Looking for preprint platforms; why Preprints.org?
I wanted something credible and that allowed for all the types of collaborative interactions that you mentioned previously. You can post working papers anywhere, and so I could have done that on my own, like a research website or something like that. But having the community of researchers available at scale, I think is really important for the purpose of preprints and so having the opportunity you know to get preprint articles indexed and within this broader academic community, I think all that was certainly something I was looking for and something I was testing out and something I think that has really come to fruition as I’ve done more with preprints.

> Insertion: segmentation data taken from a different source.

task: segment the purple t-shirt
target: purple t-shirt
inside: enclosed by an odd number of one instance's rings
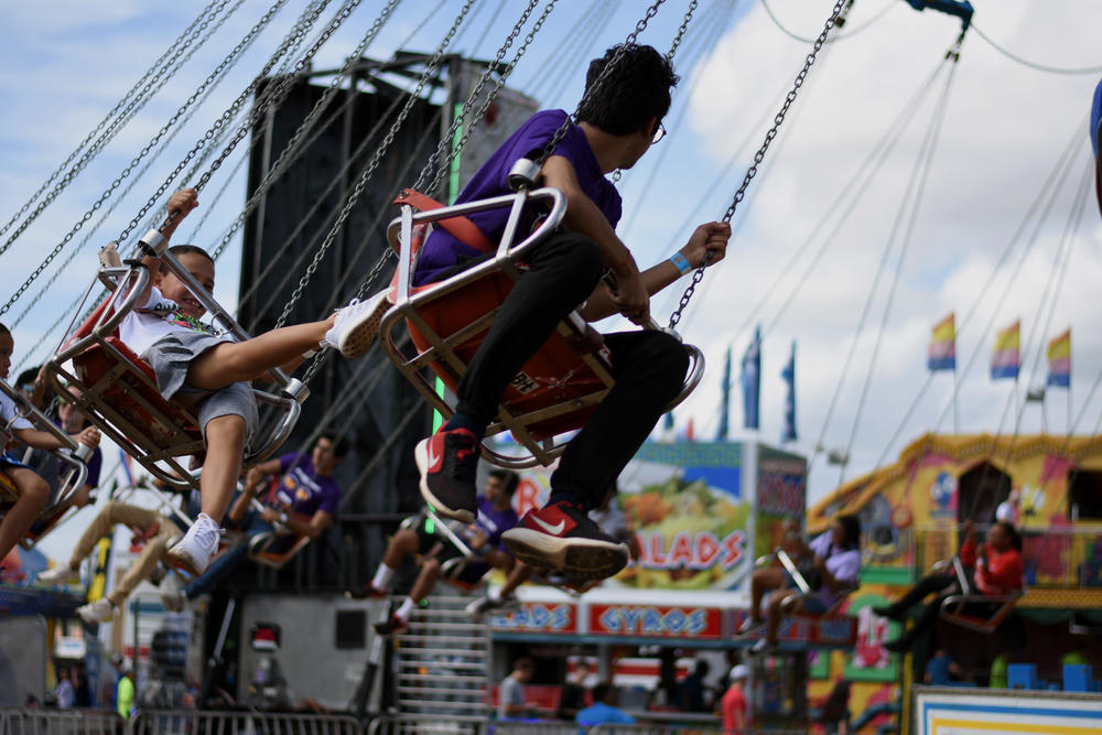
[[[309,454],[284,454],[279,458],[282,475],[276,489],[276,499],[303,516],[324,510],[336,518],[341,502],[341,486],[336,478],[318,477]]]
[[[475,526],[486,534],[486,545],[500,549],[501,534],[516,526],[518,520],[517,511],[511,506],[505,510],[498,510],[493,502],[486,499],[485,495],[478,496],[478,517],[475,518]],[[471,538],[467,539],[467,541],[471,540]]]
[[[528,118],[528,121],[520,126],[471,177],[455,202],[462,204],[511,193],[508,180],[512,165],[519,159],[538,158],[543,147],[551,140],[565,119],[566,112],[564,110],[542,110]],[[593,149],[590,148],[590,141],[582,129],[577,126],[571,126],[566,136],[555,148],[554,155],[570,161],[574,166],[574,175],[577,177],[579,186],[604,213],[608,224],[616,227],[622,213],[619,192],[602,173],[597,158],[594,155]],[[469,218],[491,242],[497,244],[505,230],[506,220],[509,218],[509,208],[500,207],[480,212],[471,215]],[[460,242],[443,228],[437,227],[421,248],[417,273],[413,277],[414,285],[432,283],[461,259],[478,255],[480,255],[478,250]]]

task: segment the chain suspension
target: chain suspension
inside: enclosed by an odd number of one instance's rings
[[[291,298],[283,306],[283,313],[280,314],[279,320],[277,320],[276,328],[279,328],[284,324],[287,324],[287,320],[291,316],[291,310],[294,309],[294,305],[299,302],[299,299],[302,298],[302,292],[305,290],[306,284],[310,283],[310,280],[313,278],[314,272],[317,270],[317,266],[322,262],[322,258],[325,257],[326,251],[333,245],[333,241],[336,240],[337,234],[341,231],[341,227],[344,225],[345,220],[347,220],[348,216],[352,214],[353,207],[356,205],[357,199],[359,199],[359,195],[364,193],[364,188],[367,186],[367,182],[370,180],[376,169],[379,167],[379,163],[382,161],[383,154],[387,152],[387,150],[389,150],[390,145],[395,142],[395,138],[398,136],[398,131],[401,129],[402,123],[406,122],[406,118],[409,117],[410,111],[413,109],[413,105],[420,98],[421,90],[424,89],[424,85],[428,83],[429,77],[431,77],[439,68],[440,60],[443,57],[444,51],[446,51],[447,46],[452,43],[452,39],[455,36],[455,33],[463,24],[463,21],[466,19],[467,13],[471,12],[471,8],[474,4],[474,2],[475,0],[466,0],[466,2],[464,2],[463,8],[460,10],[460,14],[456,15],[455,21],[449,29],[447,35],[444,36],[444,40],[440,43],[440,45],[436,47],[435,53],[433,53],[432,57],[429,60],[424,74],[421,75],[420,79],[418,79],[417,87],[413,89],[409,98],[406,100],[406,104],[402,106],[401,111],[398,114],[398,118],[395,120],[393,125],[390,126],[390,129],[387,131],[386,137],[383,137],[382,142],[375,150],[375,153],[371,155],[371,161],[368,163],[367,167],[364,169],[364,172],[356,181],[356,185],[353,187],[353,191],[348,194],[348,198],[345,202],[344,208],[341,209],[341,214],[333,223],[333,226],[329,228],[328,234],[326,234],[325,240],[322,241],[322,245],[321,247],[318,247],[317,252],[314,253],[314,258],[310,262],[310,266],[306,267],[306,272],[299,280],[299,285],[295,287],[294,292],[291,294]],[[376,266],[376,271],[381,271],[381,267],[385,261]],[[372,278],[375,277],[376,271],[372,271]],[[322,353],[320,353],[317,356],[314,357],[314,363],[310,366],[310,369],[306,372],[309,377],[312,377],[313,374],[316,371],[317,366],[321,365],[320,358],[324,354],[324,352],[325,350],[322,350]],[[303,382],[307,382],[307,379],[304,379]]]
[[[815,39],[815,43],[803,62],[803,68],[800,73],[796,75],[796,80],[792,83],[792,88],[788,90],[788,95],[785,97],[784,104],[780,106],[780,110],[773,120],[773,127],[765,134],[765,140],[761,142],[761,147],[754,154],[754,162],[750,164],[749,169],[746,170],[746,175],[743,176],[743,183],[738,185],[738,190],[735,192],[735,196],[731,201],[731,205],[727,210],[723,214],[722,221],[731,221],[731,218],[735,215],[735,209],[738,207],[738,203],[743,201],[746,196],[746,188],[749,186],[750,181],[757,175],[758,166],[761,161],[765,160],[765,153],[769,150],[769,144],[773,143],[774,138],[777,137],[777,131],[780,129],[780,125],[785,121],[785,116],[788,115],[788,109],[796,101],[796,96],[803,86],[804,79],[807,79],[808,72],[811,71],[811,65],[815,63],[815,58],[819,56],[819,52],[822,50],[823,44],[827,43],[827,36],[830,34],[832,28],[838,22],[839,15],[842,13],[842,9],[845,7],[846,0],[838,0],[834,3],[834,9],[831,11],[830,18],[823,24],[823,30]],[[681,314],[684,312],[685,307],[689,306],[689,302],[692,300],[693,293],[696,291],[696,285],[704,278],[704,269],[707,268],[707,258],[705,257],[704,262],[702,262],[696,270],[693,271],[692,280],[689,282],[689,287],[685,289],[684,293],[681,294],[681,302],[678,304],[677,310],[670,314],[669,328],[677,328],[678,322],[681,321]]]
[[[269,190],[271,190],[272,187],[272,184],[276,183],[276,180],[282,176],[285,173],[287,167],[298,159],[298,153],[300,150],[300,143],[302,142],[302,139],[313,130],[314,126],[317,123],[317,120],[321,118],[322,112],[325,111],[325,109],[328,107],[329,101],[336,95],[337,89],[339,89],[341,82],[345,78],[350,78],[349,73],[352,72],[352,68],[359,62],[359,58],[364,55],[364,52],[367,50],[367,47],[375,42],[375,39],[376,36],[378,36],[379,31],[382,30],[382,26],[390,19],[390,15],[393,13],[395,9],[398,7],[400,2],[401,0],[389,0],[387,2],[387,6],[382,9],[382,13],[380,13],[379,17],[375,19],[375,22],[371,24],[371,28],[360,40],[359,45],[357,45],[356,48],[354,48],[353,52],[348,55],[348,60],[345,62],[344,67],[336,74],[336,76],[333,77],[332,82],[329,82],[329,86],[326,87],[324,93],[322,93],[322,96],[314,104],[314,107],[310,110],[310,114],[302,121],[299,128],[294,131],[294,134],[291,136],[291,139],[288,141],[287,145],[283,147],[283,150],[280,151],[279,158],[268,169],[268,172],[264,174],[263,181],[260,182],[259,186],[257,186],[256,191],[252,193],[252,196],[250,196],[248,202],[245,203],[245,209],[242,209],[241,214],[238,215],[238,217],[229,226],[226,233],[223,234],[222,240],[218,242],[218,247],[216,247],[214,250],[215,258],[220,256],[223,251],[229,246],[230,241],[234,239],[234,236],[237,235],[237,231],[241,228],[241,226],[245,225],[246,218],[257,208],[257,205],[260,203],[260,199],[268,194]],[[352,84],[355,83],[353,82],[349,85],[349,95],[352,95],[353,93]]]
[[[204,8],[198,15],[196,15],[195,20],[192,21],[191,25],[184,29],[183,33],[176,36],[176,40],[173,41],[171,44],[169,44],[169,47],[165,48],[164,53],[161,54],[160,58],[153,62],[153,65],[145,69],[145,73],[141,76],[141,78],[138,79],[138,82],[136,82],[132,87],[130,87],[130,89],[127,91],[127,94],[122,96],[122,98],[118,101],[118,104],[114,108],[111,108],[111,111],[108,112],[104,117],[104,119],[99,121],[99,125],[97,125],[91,130],[91,132],[89,132],[87,137],[85,137],[85,139],[82,140],[79,144],[77,144],[77,147],[73,150],[73,152],[68,154],[68,158],[62,161],[60,166],[54,169],[54,172],[51,173],[50,176],[46,179],[46,181],[42,184],[42,186],[39,187],[39,191],[36,191],[34,194],[31,195],[31,198],[29,198],[23,204],[23,206],[20,207],[19,212],[17,212],[14,215],[11,216],[11,219],[9,219],[3,227],[0,227],[0,237],[2,237],[4,234],[8,233],[9,229],[11,229],[12,225],[15,224],[15,220],[18,220],[24,214],[26,214],[28,209],[30,209],[31,206],[39,199],[39,197],[42,196],[42,193],[45,192],[46,188],[52,183],[54,183],[54,181],[56,181],[57,176],[60,176],[61,173],[65,171],[65,167],[68,164],[73,163],[73,160],[76,159],[77,155],[80,155],[80,151],[85,150],[85,145],[88,145],[88,143],[91,142],[93,138],[98,136],[100,131],[104,130],[104,127],[107,126],[108,122],[111,122],[111,127],[108,128],[106,132],[104,132],[102,137],[100,137],[95,143],[93,143],[91,148],[89,148],[88,151],[85,151],[86,158],[83,156],[80,161],[78,161],[77,164],[74,166],[74,170],[71,171],[65,179],[62,180],[62,182],[58,184],[57,187],[55,187],[56,191],[53,193],[51,201],[54,197],[56,197],[57,193],[64,190],[73,181],[73,177],[79,170],[84,169],[88,160],[95,156],[100,150],[102,150],[102,148],[111,139],[114,139],[115,133],[118,132],[118,130],[123,125],[126,125],[126,121],[123,121],[120,125],[119,120],[125,120],[131,108],[133,108],[134,105],[139,104],[139,100],[141,100],[139,105],[140,107],[143,106],[145,101],[148,101],[149,97],[152,97],[152,95],[149,94],[150,87],[160,80],[161,76],[163,76],[164,74],[164,71],[172,65],[173,60],[179,57],[180,54],[182,54],[184,50],[187,48],[192,44],[192,42],[195,41],[195,37],[203,32],[203,29],[206,26],[207,23],[210,22],[210,19],[217,17],[218,13],[222,12],[222,8],[225,7],[226,2],[227,0],[212,0],[212,2],[207,4],[207,7]],[[217,6],[218,9],[212,12],[215,6]],[[199,30],[197,32],[193,33],[193,31],[195,31],[196,25],[198,25],[201,22],[203,23],[203,25],[199,26]],[[159,72],[158,69],[161,68],[162,66],[164,67],[164,69]],[[173,74],[174,73],[175,71],[173,71]],[[141,89],[140,93],[138,91],[139,89]],[[134,93],[138,93],[137,96]],[[126,106],[126,109],[123,109],[123,106]],[[120,110],[122,111],[120,112]],[[95,152],[93,152],[93,149],[95,149]],[[30,219],[33,220],[40,213],[41,209],[37,209],[36,213],[31,216]],[[0,247],[0,255],[3,255],[4,251],[9,247],[11,247],[13,240],[14,238],[6,242],[3,247]]]
[[[106,202],[115,192],[115,190],[118,188],[119,185],[121,185],[122,180],[130,175],[130,172],[133,171],[134,166],[137,166],[141,162],[141,160],[145,158],[145,155],[150,152],[150,150],[152,150],[152,148],[158,144],[161,138],[165,134],[165,132],[168,132],[168,130],[172,128],[173,125],[175,125],[175,121],[179,120],[180,117],[192,106],[192,104],[195,101],[195,98],[203,93],[203,90],[212,82],[212,79],[215,76],[219,75],[223,72],[223,69],[225,69],[230,63],[237,60],[237,57],[241,53],[241,50],[248,44],[251,44],[252,39],[255,39],[256,35],[263,29],[263,26],[268,24],[272,15],[274,15],[274,13],[278,12],[279,8],[282,8],[283,4],[287,3],[287,1],[288,0],[277,0],[276,4],[272,6],[272,8],[269,9],[269,11],[257,23],[257,25],[252,28],[252,30],[249,32],[249,35],[247,35],[246,39],[244,39],[241,43],[239,43],[234,48],[234,51],[231,51],[229,55],[227,55],[226,58],[223,60],[222,64],[218,65],[218,68],[215,71],[215,73],[212,74],[209,77],[207,77],[206,80],[204,80],[199,89],[197,89],[196,93],[192,95],[187,99],[187,101],[185,101],[184,105],[180,107],[180,109],[176,110],[176,112],[169,119],[169,122],[166,122],[164,127],[158,131],[158,133],[153,137],[153,139],[149,141],[149,143],[147,143],[144,148],[142,148],[142,150],[138,153],[138,155],[130,161],[127,167],[122,170],[122,173],[120,173],[118,177],[116,177],[115,181],[111,182],[111,184],[107,187],[107,190],[104,191],[102,194],[100,194],[99,198],[96,199],[96,202],[91,205],[91,208],[84,213],[84,216],[79,220],[77,220],[76,225],[73,226],[73,228],[65,235],[64,238],[62,238],[61,242],[58,242],[54,247],[54,249],[50,252],[50,255],[46,256],[45,260],[43,260],[39,264],[39,267],[34,269],[34,272],[32,272],[31,275],[28,277],[28,279],[22,283],[22,285],[19,287],[15,293],[12,294],[11,299],[9,299],[3,306],[0,306],[0,316],[3,316],[8,312],[8,310],[11,309],[12,304],[14,304],[19,300],[19,298],[23,295],[23,293],[31,287],[31,284],[39,278],[39,275],[42,274],[42,271],[44,271],[50,266],[50,263],[53,262],[53,259],[57,257],[57,253],[60,253],[65,248],[65,246],[68,245],[68,242],[74,237],[76,237],[76,234],[80,231],[80,229],[85,226],[85,224],[89,219],[91,219],[93,215],[95,215],[96,212],[98,212],[99,208],[104,206],[104,202]],[[181,62],[181,64],[183,62]],[[173,173],[173,177],[174,176],[175,173]],[[160,196],[160,194],[158,194],[158,196]],[[147,205],[143,208],[142,214],[144,214],[144,212],[149,208],[149,206],[150,205]],[[138,218],[136,218],[136,220],[131,223],[131,227],[137,224],[137,219]],[[125,230],[125,234],[128,234],[130,228]],[[123,238],[119,239],[121,240]]]

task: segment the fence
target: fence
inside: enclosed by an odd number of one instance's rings
[[[117,735],[126,723],[102,710],[0,709],[0,735]]]

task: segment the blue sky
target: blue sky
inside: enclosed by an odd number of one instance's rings
[[[233,3],[231,3],[233,4]],[[226,79],[183,126],[164,153],[121,197],[104,225],[62,270],[42,301],[15,328],[20,355],[39,361],[57,336],[44,336],[93,274],[95,250],[117,237],[147,203],[206,127],[248,84],[278,45],[301,3],[290,3],[272,26],[235,66]],[[318,54],[318,66],[339,66],[374,21],[382,3],[364,2]],[[461,2],[406,0],[367,54],[382,57],[406,39],[406,47],[435,46]],[[730,11],[731,6],[734,11]],[[683,223],[699,224],[720,216],[742,180],[749,156],[763,139],[766,122],[779,106],[808,52],[790,34],[818,33],[831,3],[823,0],[770,0],[775,18],[760,0],[736,3],[702,0],[695,24],[679,51],[683,77],[674,109],[666,121],[671,134],[651,151],[636,171],[620,182],[625,217],[620,235],[638,253],[640,263],[655,262],[680,246],[688,235]],[[668,0],[640,37],[665,50],[673,37],[688,2]],[[1023,342],[1036,333],[1034,349],[1067,326],[1073,334],[1073,412],[1081,406],[1102,369],[1102,324],[1094,291],[1102,277],[1100,219],[1089,201],[1084,216],[1069,228],[1074,193],[1084,181],[1089,145],[1085,115],[1090,95],[1102,71],[1057,74],[1030,67],[997,51],[1040,65],[1078,69],[1102,65],[1096,39],[1102,20],[1093,3],[1077,0],[1036,3],[1028,0],[975,2],[975,29],[965,39],[946,107],[944,123],[930,159],[930,173],[918,215],[914,218],[906,258],[899,264],[900,240],[889,241],[900,213],[907,182],[916,170],[922,137],[933,120],[938,84],[912,125],[886,156],[878,176],[863,192],[853,215],[839,230],[821,260],[798,289],[792,284],[808,267],[808,256],[789,259],[813,234],[831,202],[842,192],[906,101],[919,89],[957,36],[958,20],[932,12],[917,13],[901,0],[857,0],[850,25],[829,45],[774,142],[765,165],[736,214],[737,237],[725,263],[710,271],[682,322],[684,336],[700,344],[712,369],[704,383],[678,411],[683,424],[691,417],[699,435],[711,437],[717,425],[719,380],[723,353],[745,348],[754,322],[766,325],[763,365],[764,441],[779,436],[784,383],[779,372],[791,341],[798,347],[797,390],[800,442],[810,453],[822,437],[827,446],[851,444],[853,461],[846,476],[872,468],[898,454],[904,442],[927,430],[949,431],[940,421],[952,393],[948,375],[934,376],[906,421],[926,381],[925,350],[930,327],[950,311],[961,321],[973,303],[975,313],[962,328],[958,354],[963,361],[977,352],[976,367],[962,376],[959,409],[964,431],[1009,433],[1041,428],[1041,412],[1030,407],[1017,420],[1016,409],[1000,426],[1011,394],[1009,383],[986,378],[986,350],[994,329],[1023,318]],[[2,258],[0,298],[15,291],[45,255],[69,231],[100,193],[127,165],[164,121],[196,88],[218,61],[263,13],[266,3],[245,0],[225,25],[181,68],[176,77],[142,109],[121,133],[14,241]],[[478,57],[491,57],[519,15],[516,0],[475,0],[453,46]],[[510,86],[531,91],[547,106],[572,109],[581,91],[584,62],[622,40],[641,15],[644,4],[624,1],[594,3],[559,0],[545,29],[521,61]],[[0,186],[6,205],[0,225],[61,163],[122,94],[141,76],[191,20],[198,3],[9,3],[0,9],[0,61],[4,101],[0,111]],[[599,12],[598,12],[599,11]],[[422,21],[424,23],[422,24]],[[605,21],[607,23],[605,24]],[[596,30],[596,33],[592,31]],[[943,79],[943,77],[942,77]],[[1078,139],[1074,137],[1078,136]],[[1041,184],[1069,142],[1074,148],[1071,180],[1055,197],[1050,215],[1027,229],[1030,242],[1022,267],[1012,279],[1008,263],[996,268]],[[216,241],[244,206],[244,175],[226,184],[244,148],[215,175],[201,203],[212,214],[194,235],[201,215],[184,226],[188,239]],[[119,191],[129,184],[127,180]],[[112,199],[114,201],[114,199]],[[163,203],[163,197],[162,197]],[[105,207],[106,208],[106,207]],[[101,210],[102,212],[102,210]],[[80,242],[100,216],[97,213],[75,242]],[[909,210],[907,210],[909,212]],[[909,223],[909,214],[903,221]],[[192,229],[190,229],[192,228]],[[825,229],[829,229],[828,226]],[[1060,250],[1063,233],[1074,231],[1070,250]],[[825,230],[823,230],[824,233]],[[1036,231],[1036,236],[1033,233]],[[823,234],[820,233],[820,234]],[[7,236],[6,238],[7,239]],[[4,240],[0,240],[2,247]],[[892,244],[887,271],[880,277],[863,329],[854,334],[886,244]],[[66,248],[55,266],[74,252]],[[1052,263],[1069,253],[1067,266]],[[236,299],[239,245],[218,263],[216,295]],[[1062,261],[1061,261],[1062,262]],[[787,269],[787,270],[786,270]],[[20,315],[54,268],[0,320]],[[898,279],[892,309],[883,318],[888,285]],[[1059,275],[1059,288],[1050,273]],[[981,287],[994,274],[992,288]],[[768,288],[780,279],[776,289]],[[1047,288],[1050,280],[1052,285]],[[653,311],[665,321],[672,295],[655,299]],[[1008,294],[1001,299],[1004,288]],[[791,294],[790,294],[791,291]],[[1045,294],[1058,292],[1056,299]],[[1051,317],[1048,306],[1051,304]],[[884,323],[883,333],[880,323]],[[987,323],[993,326],[985,328]],[[876,359],[873,353],[877,338]],[[52,342],[53,341],[53,342]],[[853,347],[845,380],[842,366]],[[1024,344],[1025,348],[1025,344]],[[1026,355],[1031,364],[1033,352]],[[865,388],[865,376],[872,374]],[[737,374],[737,369],[736,369]],[[1026,379],[1024,378],[1025,382]],[[1035,378],[1036,381],[1036,378]],[[857,421],[861,394],[866,392]],[[1019,393],[1023,391],[1019,391]],[[825,421],[833,401],[831,421]],[[737,397],[737,389],[733,396]],[[1092,431],[1102,397],[1085,406],[1079,431]],[[738,401],[731,409],[733,426],[741,425]],[[951,412],[950,412],[951,413]],[[1067,425],[1065,396],[1046,408],[1047,425]],[[856,429],[854,429],[856,426]],[[898,435],[894,442],[888,437]],[[811,495],[819,496],[839,479],[838,468],[817,460]]]

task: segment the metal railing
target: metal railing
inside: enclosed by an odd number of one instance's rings
[[[116,735],[126,726],[110,710],[0,709],[0,735]]]
[[[986,525],[976,525],[982,542]],[[1029,587],[1078,590],[1102,587],[1102,525],[1022,529],[1022,561]],[[919,576],[957,553],[963,531],[955,523],[926,526],[915,534],[915,569]]]
[[[361,735],[364,726],[347,715],[276,712],[143,710],[127,735]]]

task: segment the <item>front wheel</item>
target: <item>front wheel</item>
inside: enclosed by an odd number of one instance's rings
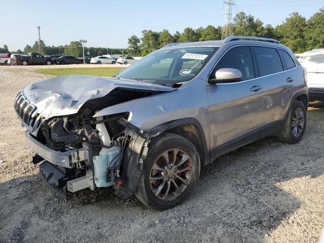
[[[304,103],[295,100],[289,110],[285,126],[278,135],[284,143],[296,143],[303,137],[306,129],[307,114]]]
[[[157,210],[182,203],[193,189],[200,172],[194,146],[180,136],[164,133],[149,144],[136,197]]]

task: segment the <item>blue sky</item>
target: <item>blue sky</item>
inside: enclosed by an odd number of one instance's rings
[[[127,48],[128,38],[143,29],[173,34],[190,26],[223,25],[225,9],[220,0],[10,0],[1,3],[0,46],[23,50],[40,37],[47,45],[88,40],[87,46]],[[280,24],[297,12],[308,18],[323,8],[323,0],[236,0],[233,16],[240,11],[264,24]]]

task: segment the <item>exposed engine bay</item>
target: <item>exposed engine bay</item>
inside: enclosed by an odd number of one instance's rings
[[[64,168],[65,174],[58,180],[61,183],[55,187],[61,195],[64,196],[67,190],[74,192],[89,187],[96,190],[99,187],[118,187],[122,183],[123,154],[132,137],[118,120],[127,119],[128,116],[125,113],[95,120],[83,114],[55,117],[42,124],[37,140],[49,148],[61,153],[83,149],[88,154],[84,159],[77,157],[71,168]],[[40,165],[46,180],[48,167],[56,166],[47,163]]]
[[[71,78],[82,85],[73,89]],[[58,77],[26,87],[17,95],[14,108],[27,128],[26,141],[35,152],[33,163],[43,162],[40,174],[59,194],[65,197],[68,191],[113,186],[128,197],[136,189],[139,161],[145,157],[150,138],[163,128],[148,132],[140,129],[129,122],[131,114],[127,111],[97,113],[174,90],[117,78]]]

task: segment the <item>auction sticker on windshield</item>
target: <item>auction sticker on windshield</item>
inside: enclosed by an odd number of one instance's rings
[[[208,55],[186,53],[181,58],[183,58],[184,59],[205,60],[208,56]]]

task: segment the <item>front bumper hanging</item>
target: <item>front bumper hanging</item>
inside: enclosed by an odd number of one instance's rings
[[[27,143],[35,153],[46,160],[57,166],[66,168],[72,168],[73,163],[89,159],[89,152],[85,148],[59,152],[46,147],[32,137],[28,131],[26,132],[25,135]]]

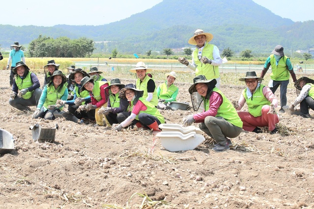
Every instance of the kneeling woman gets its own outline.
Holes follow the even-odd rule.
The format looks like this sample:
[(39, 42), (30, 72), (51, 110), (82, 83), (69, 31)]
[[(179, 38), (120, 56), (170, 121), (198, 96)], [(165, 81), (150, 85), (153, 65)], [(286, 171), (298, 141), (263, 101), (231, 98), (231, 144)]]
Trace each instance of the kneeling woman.
[(143, 93), (143, 90), (137, 89), (132, 83), (127, 84), (120, 91), (120, 97), (126, 98), (130, 103), (129, 111), (118, 114), (120, 124), (113, 126), (113, 130), (120, 131), (133, 124), (139, 128), (144, 126), (155, 131), (160, 131), (158, 125), (165, 123), (165, 119), (153, 104), (142, 97)]
[(63, 108), (63, 105), (56, 104), (57, 100), (66, 100), (68, 98), (68, 89), (64, 85), (67, 79), (64, 74), (57, 70), (50, 78), (49, 83), (44, 87), (33, 118), (55, 120), (54, 112), (56, 110), (60, 112)]

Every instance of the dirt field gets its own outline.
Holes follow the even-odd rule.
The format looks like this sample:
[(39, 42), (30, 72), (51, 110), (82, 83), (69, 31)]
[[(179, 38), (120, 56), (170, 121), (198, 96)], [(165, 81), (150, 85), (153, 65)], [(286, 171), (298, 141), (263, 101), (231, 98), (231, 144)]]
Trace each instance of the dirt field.
[[(0, 156), (1, 209), (139, 208), (143, 197), (129, 201), (136, 193), (161, 204), (152, 208), (314, 208), (313, 117), (282, 114), (280, 134), (244, 131), (223, 153), (212, 151), (206, 137), (195, 150), (179, 153), (158, 140), (151, 155), (153, 135), (142, 129), (118, 132), (60, 118), (32, 119), (32, 112), (9, 105), (8, 71), (0, 76), (0, 128), (12, 133), (16, 148)], [(43, 75), (39, 78), (43, 83)], [(190, 85), (177, 83), (178, 101), (190, 102)], [(221, 90), (231, 100), (243, 88), (222, 85)], [(290, 104), (295, 89), (287, 95)], [(167, 123), (180, 124), (194, 112), (161, 112)], [(57, 124), (55, 143), (33, 141), (29, 128), (37, 123)]]

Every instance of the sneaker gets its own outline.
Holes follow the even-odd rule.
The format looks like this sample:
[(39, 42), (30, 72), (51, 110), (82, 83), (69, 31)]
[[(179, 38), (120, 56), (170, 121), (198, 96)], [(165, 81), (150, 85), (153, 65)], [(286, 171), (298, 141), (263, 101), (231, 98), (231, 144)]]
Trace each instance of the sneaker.
[(226, 144), (226, 145), (225, 146), (223, 146), (220, 144), (218, 144), (211, 149), (211, 150), (217, 152), (223, 152), (225, 150), (230, 150), (230, 147), (229, 147), (228, 144)]
[(281, 113), (283, 113), (285, 112), (285, 110), (282, 108), (279, 110), (279, 112), (280, 112)]
[(274, 130), (270, 131), (271, 134), (274, 134), (275, 133), (278, 133), (278, 130), (275, 128)]
[(254, 129), (253, 131), (252, 131), (252, 132), (254, 132), (255, 133), (262, 133), (263, 131), (262, 131), (261, 129), (260, 129), (260, 128), (256, 127), (255, 129)]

Strategies to help engage the community and raise awareness of benefits
I just think awareness efforts are important. Doing things like research webinars hosted by preprints with researchers who have submitted the stuff, I think that could be super helpful. You get people to share what they’re doing, and people can see this is actually really good research. It’s really no different than if you go to a conference, sometimes people think it’s not peer reviewed, yet, therefore, it’s not ready for prime time yet? Like people submit stuff to conferences and go and present on their research that is not yet published all the time, right? That’s like the whole conference framework and way that it’s always worked in academia. And so I think if people can start to understand that preprints are similar to it’s a way that you can engage with your community, maybe asynchronously, but have some synchronous opportunities. Get your work out there, get it citable, allow opportunities for feedback, all of that.
People can start to recognize that you don’t necessarily have to pay a huge amount. For conference registration, travel somewhere across the world to go present to a room full of people, or a small, maybe a handful of people, in a room when you can. There’s value there, but there’s also just value in getting your work out for people to review and to share it that way. So I would love to see more like robust sharing opportunities through live virtual sessions, webinars, that kind of stuff. I think that would certainly help, and I really do think this perception will catch up to the reality of the benefits, but it just takes time to shift the mindsets and to increase awareness.